Aku tidak menyangka Dimas sudah seperti saat ini. Dulu dia itu benar-benar selengekan, tidak peduli aturan, hitam, dekil, tapi tetap tampan. Akupun bingung kenapa dia memilih pekerjaan sebagai personalia, padahal tingkah lakunya benar-benar di luar batas wajar nakal.
Sekarang, dia berbeda. Berwibawa, sedikit lebih putih dan bersih. Menunjukkan kalau dia memang benar-benar cocok menduduki posisi tertinggi di human resource department.

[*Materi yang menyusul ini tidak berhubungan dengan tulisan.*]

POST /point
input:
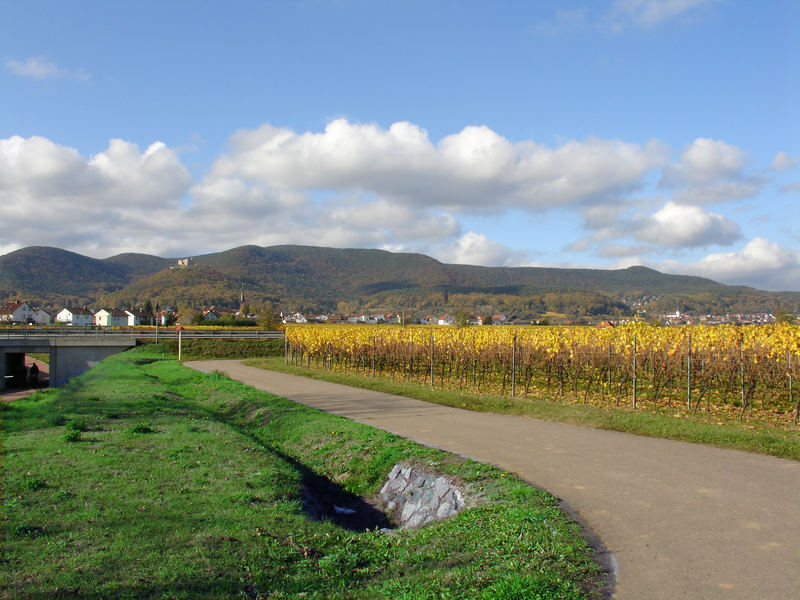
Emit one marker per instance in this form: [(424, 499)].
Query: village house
[(17, 312), (75, 316), (139, 317), (110, 318), (210, 314)]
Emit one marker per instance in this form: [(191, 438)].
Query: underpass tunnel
[(14, 371)]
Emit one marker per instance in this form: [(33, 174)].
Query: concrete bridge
[(69, 356)]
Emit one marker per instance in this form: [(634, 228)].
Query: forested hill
[(327, 279)]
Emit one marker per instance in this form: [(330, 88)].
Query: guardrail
[(138, 333)]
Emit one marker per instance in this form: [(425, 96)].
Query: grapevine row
[(746, 371)]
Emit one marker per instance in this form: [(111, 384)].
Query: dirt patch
[(323, 500)]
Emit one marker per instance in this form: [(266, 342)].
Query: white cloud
[(677, 225), (473, 171), (761, 263), (705, 161), (710, 172), (783, 162), (118, 200), (649, 13), (43, 68), (476, 249)]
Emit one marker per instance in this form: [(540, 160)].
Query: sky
[(602, 134)]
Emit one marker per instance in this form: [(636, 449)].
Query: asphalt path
[(680, 520)]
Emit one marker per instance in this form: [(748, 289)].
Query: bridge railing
[(149, 333)]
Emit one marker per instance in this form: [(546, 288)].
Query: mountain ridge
[(335, 279)]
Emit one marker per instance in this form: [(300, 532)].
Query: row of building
[(373, 318), (20, 312)]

"Kamu kenapa sih? Udah teken kontrak langsung tadi?" Tanya Aro.
"Bukan bukan.. aku kira Dimas siapa yang interview aku ternyata Dimas Nugra.."

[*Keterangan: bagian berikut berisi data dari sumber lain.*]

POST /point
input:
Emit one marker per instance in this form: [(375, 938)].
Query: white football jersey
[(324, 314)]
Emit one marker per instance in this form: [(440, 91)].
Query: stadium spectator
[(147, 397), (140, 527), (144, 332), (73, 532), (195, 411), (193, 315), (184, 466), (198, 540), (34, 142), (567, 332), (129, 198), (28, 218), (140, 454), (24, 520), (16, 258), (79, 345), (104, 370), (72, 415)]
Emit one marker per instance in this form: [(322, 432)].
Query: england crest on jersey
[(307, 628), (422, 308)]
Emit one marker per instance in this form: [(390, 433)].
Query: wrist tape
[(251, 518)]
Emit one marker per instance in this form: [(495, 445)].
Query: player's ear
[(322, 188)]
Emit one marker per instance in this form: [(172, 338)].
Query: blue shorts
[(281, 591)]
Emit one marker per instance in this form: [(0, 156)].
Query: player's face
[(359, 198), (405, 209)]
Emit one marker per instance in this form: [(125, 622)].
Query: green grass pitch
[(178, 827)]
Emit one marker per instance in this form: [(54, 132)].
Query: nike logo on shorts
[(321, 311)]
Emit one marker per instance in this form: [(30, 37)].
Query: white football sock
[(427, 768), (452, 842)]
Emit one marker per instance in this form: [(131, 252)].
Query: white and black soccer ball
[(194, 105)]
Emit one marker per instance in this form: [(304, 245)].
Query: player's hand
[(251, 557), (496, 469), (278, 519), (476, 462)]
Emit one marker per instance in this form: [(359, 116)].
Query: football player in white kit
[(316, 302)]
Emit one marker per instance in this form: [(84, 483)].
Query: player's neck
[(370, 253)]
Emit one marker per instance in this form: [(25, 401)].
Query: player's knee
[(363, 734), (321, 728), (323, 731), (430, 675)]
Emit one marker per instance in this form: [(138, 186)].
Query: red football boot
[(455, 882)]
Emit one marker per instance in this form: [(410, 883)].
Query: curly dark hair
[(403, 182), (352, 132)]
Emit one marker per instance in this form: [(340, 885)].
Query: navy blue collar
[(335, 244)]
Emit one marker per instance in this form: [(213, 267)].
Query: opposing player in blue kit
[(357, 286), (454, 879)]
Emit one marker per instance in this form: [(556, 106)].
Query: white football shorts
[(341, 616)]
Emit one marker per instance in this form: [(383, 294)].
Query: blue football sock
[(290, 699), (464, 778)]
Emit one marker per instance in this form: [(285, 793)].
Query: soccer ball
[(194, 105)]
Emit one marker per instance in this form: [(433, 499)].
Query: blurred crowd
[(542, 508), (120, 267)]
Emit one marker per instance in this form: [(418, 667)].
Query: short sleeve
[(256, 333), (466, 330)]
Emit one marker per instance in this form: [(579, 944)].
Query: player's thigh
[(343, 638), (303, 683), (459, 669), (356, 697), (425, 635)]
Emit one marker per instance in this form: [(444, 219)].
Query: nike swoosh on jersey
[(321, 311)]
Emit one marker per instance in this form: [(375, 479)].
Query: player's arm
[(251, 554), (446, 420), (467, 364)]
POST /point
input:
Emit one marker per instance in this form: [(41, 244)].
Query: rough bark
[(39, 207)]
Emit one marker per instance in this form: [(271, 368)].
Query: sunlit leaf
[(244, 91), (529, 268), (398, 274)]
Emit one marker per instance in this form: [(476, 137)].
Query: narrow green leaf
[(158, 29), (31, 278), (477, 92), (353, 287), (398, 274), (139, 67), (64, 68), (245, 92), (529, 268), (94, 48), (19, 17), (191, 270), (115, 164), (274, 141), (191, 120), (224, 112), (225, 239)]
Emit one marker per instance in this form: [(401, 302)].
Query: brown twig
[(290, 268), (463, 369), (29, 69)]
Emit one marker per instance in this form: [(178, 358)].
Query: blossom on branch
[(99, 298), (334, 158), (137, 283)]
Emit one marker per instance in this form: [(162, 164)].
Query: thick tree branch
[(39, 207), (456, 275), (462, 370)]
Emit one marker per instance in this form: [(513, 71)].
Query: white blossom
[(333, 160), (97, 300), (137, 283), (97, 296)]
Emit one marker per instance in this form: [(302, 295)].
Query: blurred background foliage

"Jangan bilang mantan kamu itu?"
Aku malah cengengesan. Aro tau mengenai hubunganku sebelumnya. Jadi aku tidak harus menyembunyikan apapun darinya.

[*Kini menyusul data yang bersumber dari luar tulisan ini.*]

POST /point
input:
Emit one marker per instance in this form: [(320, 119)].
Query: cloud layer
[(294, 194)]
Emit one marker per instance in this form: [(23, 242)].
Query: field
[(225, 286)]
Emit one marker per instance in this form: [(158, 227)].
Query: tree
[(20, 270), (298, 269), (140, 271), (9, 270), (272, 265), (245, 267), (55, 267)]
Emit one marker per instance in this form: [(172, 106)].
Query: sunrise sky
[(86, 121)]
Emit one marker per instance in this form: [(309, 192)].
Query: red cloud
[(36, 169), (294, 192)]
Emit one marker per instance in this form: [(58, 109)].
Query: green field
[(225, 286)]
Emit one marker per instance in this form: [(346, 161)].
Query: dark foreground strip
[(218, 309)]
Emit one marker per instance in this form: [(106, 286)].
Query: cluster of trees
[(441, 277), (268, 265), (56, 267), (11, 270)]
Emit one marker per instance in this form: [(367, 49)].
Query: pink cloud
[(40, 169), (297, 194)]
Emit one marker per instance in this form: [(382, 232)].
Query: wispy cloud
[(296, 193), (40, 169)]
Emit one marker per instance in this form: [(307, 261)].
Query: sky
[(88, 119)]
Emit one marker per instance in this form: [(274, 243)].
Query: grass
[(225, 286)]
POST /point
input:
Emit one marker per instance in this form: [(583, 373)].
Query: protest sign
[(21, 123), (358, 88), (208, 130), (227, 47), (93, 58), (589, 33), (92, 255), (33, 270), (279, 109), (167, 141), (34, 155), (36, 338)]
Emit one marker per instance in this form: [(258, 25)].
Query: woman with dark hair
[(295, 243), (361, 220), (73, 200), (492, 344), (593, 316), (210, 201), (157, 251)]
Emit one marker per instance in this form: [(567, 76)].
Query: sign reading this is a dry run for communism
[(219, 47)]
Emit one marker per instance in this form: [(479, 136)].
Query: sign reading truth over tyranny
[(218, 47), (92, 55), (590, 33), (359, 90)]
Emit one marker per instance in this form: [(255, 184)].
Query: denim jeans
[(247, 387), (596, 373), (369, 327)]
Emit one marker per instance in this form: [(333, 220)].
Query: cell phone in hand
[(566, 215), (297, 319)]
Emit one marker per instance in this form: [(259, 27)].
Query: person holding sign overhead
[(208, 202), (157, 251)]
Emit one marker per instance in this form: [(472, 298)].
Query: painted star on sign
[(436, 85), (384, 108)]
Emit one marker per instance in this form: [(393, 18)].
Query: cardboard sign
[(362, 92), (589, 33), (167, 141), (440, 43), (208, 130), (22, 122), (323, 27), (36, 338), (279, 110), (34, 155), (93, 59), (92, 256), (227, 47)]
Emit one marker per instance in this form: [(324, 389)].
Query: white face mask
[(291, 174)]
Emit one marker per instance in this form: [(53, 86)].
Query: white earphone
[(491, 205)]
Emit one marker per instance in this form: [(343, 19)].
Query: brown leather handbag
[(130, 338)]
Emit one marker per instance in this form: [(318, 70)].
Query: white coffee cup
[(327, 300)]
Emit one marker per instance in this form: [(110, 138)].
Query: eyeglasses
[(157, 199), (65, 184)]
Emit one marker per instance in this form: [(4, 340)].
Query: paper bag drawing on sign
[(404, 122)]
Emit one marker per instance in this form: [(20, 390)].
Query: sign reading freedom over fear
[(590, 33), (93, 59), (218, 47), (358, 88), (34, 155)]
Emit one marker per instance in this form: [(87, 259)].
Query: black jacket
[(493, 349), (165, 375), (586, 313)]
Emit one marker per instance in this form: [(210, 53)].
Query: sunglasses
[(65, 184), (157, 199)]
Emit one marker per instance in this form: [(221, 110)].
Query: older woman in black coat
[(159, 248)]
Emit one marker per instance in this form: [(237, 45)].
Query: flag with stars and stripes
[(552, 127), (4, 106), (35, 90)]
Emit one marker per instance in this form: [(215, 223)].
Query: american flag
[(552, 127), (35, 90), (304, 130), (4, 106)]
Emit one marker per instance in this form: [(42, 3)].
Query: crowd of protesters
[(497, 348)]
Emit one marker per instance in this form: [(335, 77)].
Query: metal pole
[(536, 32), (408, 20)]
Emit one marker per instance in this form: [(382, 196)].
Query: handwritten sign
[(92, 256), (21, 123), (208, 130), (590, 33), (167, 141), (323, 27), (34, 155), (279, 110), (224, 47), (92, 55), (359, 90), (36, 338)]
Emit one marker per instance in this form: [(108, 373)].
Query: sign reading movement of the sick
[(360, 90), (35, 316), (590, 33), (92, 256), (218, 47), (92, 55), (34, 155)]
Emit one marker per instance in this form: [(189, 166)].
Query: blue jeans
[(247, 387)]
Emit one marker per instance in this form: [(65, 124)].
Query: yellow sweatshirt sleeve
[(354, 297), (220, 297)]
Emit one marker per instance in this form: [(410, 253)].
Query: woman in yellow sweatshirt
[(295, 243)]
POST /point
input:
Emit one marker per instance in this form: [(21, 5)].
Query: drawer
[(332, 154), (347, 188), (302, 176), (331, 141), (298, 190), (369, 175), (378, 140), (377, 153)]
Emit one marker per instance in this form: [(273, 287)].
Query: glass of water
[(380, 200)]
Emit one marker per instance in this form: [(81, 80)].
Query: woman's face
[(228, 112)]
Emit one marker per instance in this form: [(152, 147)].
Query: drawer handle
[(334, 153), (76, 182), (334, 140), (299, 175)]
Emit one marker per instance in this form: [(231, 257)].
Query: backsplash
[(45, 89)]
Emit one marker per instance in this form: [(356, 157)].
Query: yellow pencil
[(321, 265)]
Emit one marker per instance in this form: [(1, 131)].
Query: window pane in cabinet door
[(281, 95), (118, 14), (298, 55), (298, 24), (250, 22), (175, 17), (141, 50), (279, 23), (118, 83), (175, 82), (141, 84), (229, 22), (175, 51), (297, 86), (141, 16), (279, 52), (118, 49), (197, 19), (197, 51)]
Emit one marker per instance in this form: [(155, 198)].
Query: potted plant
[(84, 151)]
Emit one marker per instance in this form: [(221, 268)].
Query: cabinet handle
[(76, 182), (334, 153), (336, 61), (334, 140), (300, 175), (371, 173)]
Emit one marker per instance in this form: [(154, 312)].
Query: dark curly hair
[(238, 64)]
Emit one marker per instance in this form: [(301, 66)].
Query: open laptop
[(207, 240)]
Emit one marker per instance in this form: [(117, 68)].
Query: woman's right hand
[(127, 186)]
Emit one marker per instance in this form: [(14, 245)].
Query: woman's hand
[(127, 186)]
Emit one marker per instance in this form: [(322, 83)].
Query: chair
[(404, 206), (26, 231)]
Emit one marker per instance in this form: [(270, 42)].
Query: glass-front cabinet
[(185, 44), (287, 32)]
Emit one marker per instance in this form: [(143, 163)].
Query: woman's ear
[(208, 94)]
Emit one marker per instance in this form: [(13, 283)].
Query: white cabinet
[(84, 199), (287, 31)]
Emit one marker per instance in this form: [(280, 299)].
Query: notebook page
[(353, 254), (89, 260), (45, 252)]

"Di tanya malah haha hehe." Ujarnya. "Nggak kesemsem lagi kan?"
"Kesemsem nggak ya." Jawabku. "Kalau kesemsem gimana?"
"Awas kamu ya."
"Emang boleh aku kesemsem sama dia?" Aku semakin menggodanya.
"Nggak!" Jawabnya cepat. Aku tertawa keras. "Awas ya sampai kamu main serong sama dia."
"Enggak. Dia mana tertarik sama aku lagi."
"Ya siapa tau." Dengusnya. Aku malah mencubit pipinya. Dia semakin kesal.
"Aku cerita ke dia kalau aku mau married. Dia selamatin aku terus kasih salam ke kamu." Ujarku. Aro menjawab dengan deheman.
Kami dalam perjalanan pulang ke rumah setelah menjenguk Ina dan bayinya. Sekalian memberi tahu, sudah saatnya mereka berhenti bertanya kapan kami akan menikah. Hehe.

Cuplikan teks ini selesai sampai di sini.